竹増:ローソンは現在、1万4500店舗。6000人の加盟店オーナーがいます。皆さんにはご家族がいて、店舗スタッフの生活もある。FCのビジネスモデルを、現時点で否定するつもりはありません。

 また、先ほどお話しした「多様性」にはFC店からのアイディアが不可欠です。すでに本部主導で一律だった商品展開などを変えていこうと動いています。

 たとえば九州の一部エリアではFC店に大幅な権限委譲をする取り組みを昨年から始めており、売り上げ実績もいい。加盟店オーナーがご当地のために考えた商品が出てくると、オーナーも“おらが商品”、お客様も“おらが商品”で愛着度が違ってきます。

 たとえば鹿児島限定で、「西郷どんの幕の内弁当」を出しました。売れ行きが良く、地元発のアイディアで地元が盛り上がり、その盛り上がりを観光客の方も共感して楽しんでくださる。

 沖縄のお店でもプライベート・ブランド商品の比率が高くなっていますし、秋田県の金足農業高校さんとはベーカリーで以前から協業していました。昨年夏に甲子園で旋風を巻き起こした折は、東北中のローソンで欠品が起きたほどです。

 これまでは同じ商品がどのローソンに行ってもあって、その安心感で成長してきました。地方の方々にとっては「東京と同じ物が買える」という平準化ならではの価値もあった。

 でも、これからはベースになる基本商品、たとえば鮭のおにぎりやシーマヨおにぎりは共通でいいですが、「この町のローソンにはどんな商品があるんだろう」とワクワクしていただけるお店が、各地にあるようにしていきたい。

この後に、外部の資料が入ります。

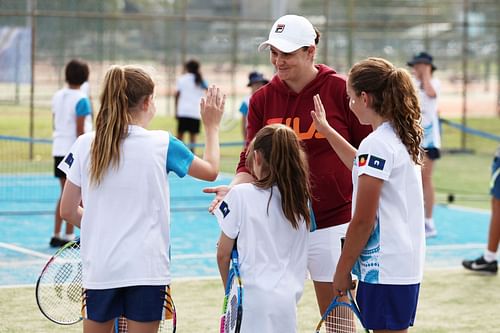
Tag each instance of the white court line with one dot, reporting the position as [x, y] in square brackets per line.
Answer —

【PROFILE】たけます・さだのぶ/1969年大阪府生まれ。1993年大阪大学経済学部卒業後、三菱商事に入社し畜産部に配属。その後グループ企業の米国豚肉処理・加工製造会社勤務、三菱商事社長業務秘書などを経て、2014年ローソン副社長に。2016年6月から現職。

●聞き手/河野圭祐(かわの・けいすけ)/1963年、静岡県生まれ。ジャーナリスト。経済誌編集長を経て、2018年4月よりフリーとして活動。流通、食品、ホテル、不動産など幅広く取材。